There are at least two other ways of looking at the numbers -- adjusting the numbers for inflation, and comparing state spending to total income earned in the state. (Romney’s campaign did not return an inquiry, so we’re not sure what measurement they were using.)

The Massachusetts Budget and Policy Center, an affiliate of the liberal Center on Budget and Policy Priorities, offers a user-friendly tool for delving into Massachusetts fiscal data. For the inflation-adjusted numbers, spending fell by about three-tenths of 1 percent over the five-year period discussed above, or by about four-tenths of 1 percent percent over the three-year alternative period. Those are small declines, but they are declines.

Meanwhile, spending as a percentage of income earned in the state rose by 0.13 percentage points over the five-year period, or by 0.01 percentage points over the three-year time span. These are small increases, but they are increases.

Still, we feel most comfortable using the most basic statistic -- nominal dollars -- because of how Romney worded his claim. Romney didn’t include any qualifications, like "we cut spending to below the growth of inflation" or "we cut spending as a share of state income." He simply said that his administration cut spending, period. That suggests to us that nominal dollars are the best yardstick.

Andrew C. Bagley, director of research and public affairs for the Massachusetts Taxpayers Foundation, agreed.

"Gov. Romney said he cut spending in state government," Bagley said. "Comparing spending to (state income) may provide interesting insights, but it does not help address the question of whether state spending increased during Gov. Romney’s term."

Who gets the credit?

When rating claims, PolitiFact factors in not only whether the claim is numerically correct but also whether it’s appropriate for the speaker to assign credit or blame.

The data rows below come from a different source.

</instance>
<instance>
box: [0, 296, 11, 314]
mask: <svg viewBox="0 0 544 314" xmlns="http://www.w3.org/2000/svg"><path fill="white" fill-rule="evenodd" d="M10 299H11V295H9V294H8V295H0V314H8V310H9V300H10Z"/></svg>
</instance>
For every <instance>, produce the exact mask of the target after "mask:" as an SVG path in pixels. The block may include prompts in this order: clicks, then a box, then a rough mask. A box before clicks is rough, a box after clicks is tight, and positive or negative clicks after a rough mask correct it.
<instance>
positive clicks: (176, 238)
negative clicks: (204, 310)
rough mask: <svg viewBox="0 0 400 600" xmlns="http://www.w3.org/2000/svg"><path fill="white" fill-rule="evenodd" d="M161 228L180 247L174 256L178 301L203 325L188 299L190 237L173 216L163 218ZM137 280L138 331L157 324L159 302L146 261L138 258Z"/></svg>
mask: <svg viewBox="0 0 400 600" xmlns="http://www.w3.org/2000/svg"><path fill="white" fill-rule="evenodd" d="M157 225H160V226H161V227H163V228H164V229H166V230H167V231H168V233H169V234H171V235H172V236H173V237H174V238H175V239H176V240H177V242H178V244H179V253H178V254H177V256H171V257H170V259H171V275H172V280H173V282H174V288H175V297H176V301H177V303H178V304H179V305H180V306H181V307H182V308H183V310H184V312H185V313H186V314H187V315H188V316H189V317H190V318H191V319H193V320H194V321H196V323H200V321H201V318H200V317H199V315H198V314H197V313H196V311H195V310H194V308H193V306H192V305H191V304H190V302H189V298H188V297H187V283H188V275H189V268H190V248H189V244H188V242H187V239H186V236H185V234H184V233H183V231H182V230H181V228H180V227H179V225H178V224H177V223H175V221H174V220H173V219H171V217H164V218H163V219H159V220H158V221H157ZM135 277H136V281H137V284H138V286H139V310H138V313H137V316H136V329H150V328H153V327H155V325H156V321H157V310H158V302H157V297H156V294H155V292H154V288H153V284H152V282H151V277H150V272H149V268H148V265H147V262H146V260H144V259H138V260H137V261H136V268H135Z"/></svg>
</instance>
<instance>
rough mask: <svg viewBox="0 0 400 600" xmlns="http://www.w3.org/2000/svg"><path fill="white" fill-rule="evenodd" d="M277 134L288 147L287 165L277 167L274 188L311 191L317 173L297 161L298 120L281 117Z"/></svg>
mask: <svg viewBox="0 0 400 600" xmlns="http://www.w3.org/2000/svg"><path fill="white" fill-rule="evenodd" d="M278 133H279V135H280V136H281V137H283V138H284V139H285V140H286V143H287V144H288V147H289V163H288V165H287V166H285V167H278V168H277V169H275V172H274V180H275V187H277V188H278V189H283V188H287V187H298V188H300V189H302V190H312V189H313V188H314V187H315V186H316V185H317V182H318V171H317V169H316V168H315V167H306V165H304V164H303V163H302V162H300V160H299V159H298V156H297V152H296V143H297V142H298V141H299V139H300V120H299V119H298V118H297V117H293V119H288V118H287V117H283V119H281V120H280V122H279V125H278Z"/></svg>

In this case, Romney certainly had some influence on the Massachusetts budget, but he also had to work with an overwhelmingly Democratic Legislature -- one that continually rebuffed his policies.

"The Democrats had veto-proof majorities in both chambers and rewrote Romney’s budget, as they have with all governors’ budgets, to what they wanted," said Fred Bayles, director of the Boston University Statehouse Program. "Romney’s attempt at vetoing or adding language to the final document were all blocked, with the exception of a few vetoes he issued toward the end of his term when the Legislature was away."

Our ruling

We believe the measure that best fits Romney’s no-frills claim is to use raw dollars -- and by that measure, spending rose by an average of about 5 percent per year during Romney’s term. We also should note that many of Romney’s efforts to shape the budget were summarily rejected by the Democratic legislature, so claiming full credit for any budgetary trends on his watch is a stretch. On balance, we rate Romney’s claim False.